What you suggest runs counter to many of the things that makes Bazel useful for anyone outside of google. I would swap back to CMAKE, by hand makefiles, hell I would use shell scripts, before I use it the way you suggest.
> No, but neither is the language analysis stuff you suggest I build instead
I didn't say you specifically should go build that. I was saying it's possible with bazel, any language that doesn't have those features is not a mature programming language, and if bazel is going to be used with that language it should probably make use of those features (or accept that it's not a mature language). If C++ and javascript can provide reflection than so can whatever bespoke language you are describing.
> and claim I'm incompetent if I don't do.
No I claimed you are incompetent because you claimed you couldn't do you job if a `.lib` file contained the output from more than one source file.
> No I claimed you are incompetent because you can't deal with a `.lib` file that contains the output from more than one source file.
None of the work I do cares about the actual output artifacts.
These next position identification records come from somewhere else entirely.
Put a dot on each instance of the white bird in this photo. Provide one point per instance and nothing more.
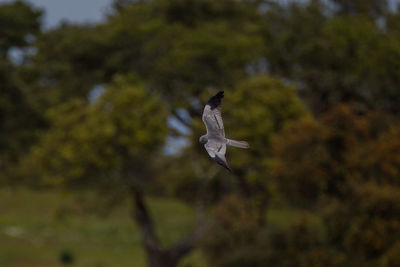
(214, 141)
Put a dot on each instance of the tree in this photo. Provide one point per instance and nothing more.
(19, 121)
(343, 166)
(110, 143)
(334, 57)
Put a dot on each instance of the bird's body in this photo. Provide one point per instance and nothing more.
(215, 141)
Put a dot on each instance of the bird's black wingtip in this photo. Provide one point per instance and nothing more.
(215, 101)
(222, 163)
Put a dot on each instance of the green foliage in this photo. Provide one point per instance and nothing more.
(125, 126)
(344, 166)
(332, 61)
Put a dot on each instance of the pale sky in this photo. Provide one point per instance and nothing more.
(71, 10)
(79, 11)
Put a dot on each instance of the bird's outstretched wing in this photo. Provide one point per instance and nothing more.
(217, 151)
(212, 116)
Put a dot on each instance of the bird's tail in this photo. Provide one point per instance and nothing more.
(241, 144)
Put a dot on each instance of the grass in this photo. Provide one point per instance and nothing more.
(36, 229)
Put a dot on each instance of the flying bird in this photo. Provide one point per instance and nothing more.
(215, 141)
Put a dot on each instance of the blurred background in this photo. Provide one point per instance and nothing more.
(100, 115)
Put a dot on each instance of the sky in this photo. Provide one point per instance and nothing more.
(76, 11)
(79, 11)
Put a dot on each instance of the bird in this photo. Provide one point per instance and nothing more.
(214, 140)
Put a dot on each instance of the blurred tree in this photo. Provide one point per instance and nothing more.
(344, 167)
(373, 8)
(110, 143)
(335, 58)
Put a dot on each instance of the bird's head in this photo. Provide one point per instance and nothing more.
(203, 139)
I care, almost exclusively, about the representation of the build graph itself. That work cannot be done if I don't have a build graph to analyze, which I don't if you do things like glob files together.
I've seen the simple act of untangling a globbed dependency to the various isolated files reduce the size of an output artifact by gigabytes.
> any language that doesn't have those features is not a mature programming language
You're calling literally every language that doesn't use the c-linker an immature language. Which may include c++17-with-modules, though I don't know that for certain.
> javascript
Javascript doesn't do what you're talking about though. At least not if you do any fancy precompilation/tree-shaking to your js at compile time. If all you're doing is copying the files, then sure, but as soon as you want to do useful things like, for example, run a typescript or closure analysis on your files, or generate js from typescript, or compile and minify your js, it will get a whole heck of a lot faster when you use more isolated build targets[0]. I know because our JS teams went to a lot of work to make js builds faster by taking advantage of this information.
> I've seen the simple act of untangling a globbed dependency to the various isolated files reduce the size of an output artifact by gigabytes.
And I don't take issue with what are obviously exceptional cases. What you are describing is not "I put togeather 5 related files" it's like "I globbed a file I wasn't supposed to".
> You're calling literally every language that doesn't use the c-linker an immature language. Which may include c++17-with-modules, though I don't know that for certain.
Uhhhh, I don't think you understand how the feature in question functions. I am simply talking about the -M option family of gcc (and similar commands for other compilers). Which provides a dependency tree for C++ files.
> At least not if you do any fancy precompilation/tree-shaking to your js at compile time.
I think it's actually the opposite. Those are the same tools that provide the reflection features in question (or some other AST parsing library)... then you write a two line lambda and feed that in over an interpreter. Boom list of files.
> To use fine-grained dependencies to allow parallelism and incrementality.
> To keep dependencies well-encapsulated.
Like if I need 5 source files in a library to keep it well encapsulated, I'm doing that instead of making 5 libraries that are a rat's nest of inter-dependencies. And like the headers and repeating all the deps and specific command line arguments and so on would be unreadable.